North Carolina lawmakers made unaffiliated voter participation in partisan primaries a permanent feature of state election laws as part of a veto override of S747 on Oct. 10, 2023. As part of the omnibus election bill, political parties holding primaries in the state must allow unaffiliated voters to participate in their primaries. Previously, state law permitted but did not require parties to allow these voters to participate in their primaries.

Both the Democratic and Republican parties in North Carolina have allowed unaffiliated voters to participate in their primaries since 1995, so the state’s primary systems do not change immediately due to the new law. The new law gives unaffiliated voters a right to participate in partisan primaries and eliminates a party’s ability to bar these voters from primary participation moving forward.

This type of primary is referred to as a semi-closed primary. Closed primaries, in contrast, are primaries in which a voter must affiliate formally with a political party before the primary to participate. In open primaries, any voter may vote in the primary of their choice, regardless of their affiliation status.

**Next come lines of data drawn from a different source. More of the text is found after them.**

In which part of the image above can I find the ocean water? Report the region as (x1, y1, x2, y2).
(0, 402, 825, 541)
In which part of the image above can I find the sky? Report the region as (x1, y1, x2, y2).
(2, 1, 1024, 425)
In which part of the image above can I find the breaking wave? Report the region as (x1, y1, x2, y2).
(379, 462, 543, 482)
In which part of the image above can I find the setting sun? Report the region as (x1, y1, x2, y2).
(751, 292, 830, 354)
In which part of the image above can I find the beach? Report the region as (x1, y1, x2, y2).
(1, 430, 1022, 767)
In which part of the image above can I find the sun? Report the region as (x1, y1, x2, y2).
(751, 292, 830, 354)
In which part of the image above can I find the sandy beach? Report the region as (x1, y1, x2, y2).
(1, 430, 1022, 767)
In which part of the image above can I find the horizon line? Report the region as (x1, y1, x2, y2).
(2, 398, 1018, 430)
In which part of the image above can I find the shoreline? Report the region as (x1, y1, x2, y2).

As of October 2023, at least one political party conducted semi-closed primaries in 14 states. As of the same date, at least one political party conducted open primaries in 20 states, and at least one political party conducted closed primaries in 15 states. Finally, parties in four states hold some version of a top-two primary. Note that because parties in the same state may hold primaries of differing types, the sum of these numbers exceeds 50. 

Four other states since 2000 have opened their primaries to unaffiliated voters or begun allowing parties to do so. Colorado and Maine passed similar laws to North Carolina’s recent change, allowing unaffiliated voters to vote in the primary of their choosing, in 2016 and 2022, respectively. Two other states, Maryland in 2003 and West Virginia in 2011, changed their laws to permit parties to allow unaffiliated voters to participate in their primary elections.

In that same period, two states, Idaho and Wyoming, changed state law to restrict participation in primaries. Idaho moved from an open primary system to a semi-closed one in 2011, while Wyoming moved from a semi-closed to a closed system earlier this year.

North Carolina Gov. Roy Cooper (D) vetoed S747, the omnibus elections bill that included this change, on Aug. 24, 2023. Lawmakers in the North Carolina State Senate voted 30-19 to override the veto on Oct. 10, and the North Carolina House of Representatives subsequently voted 72-44 to complete the veto override later the same day. 

According to Dallas Woodhouse, former executive director of the North Carolina Republican Party, “The change has angered some GOP activists who have long argued that the NCGOP should once again close its primaries and only allow registered Republicans to vote in primary elections.” As of October 2023, unaffiliated voters comprised 35.47% of all registered voters in North Carolina.

S747 made a series of changes to state law, including prohibiting private funding for election administration and requiring absentee ballots be received by Election Day.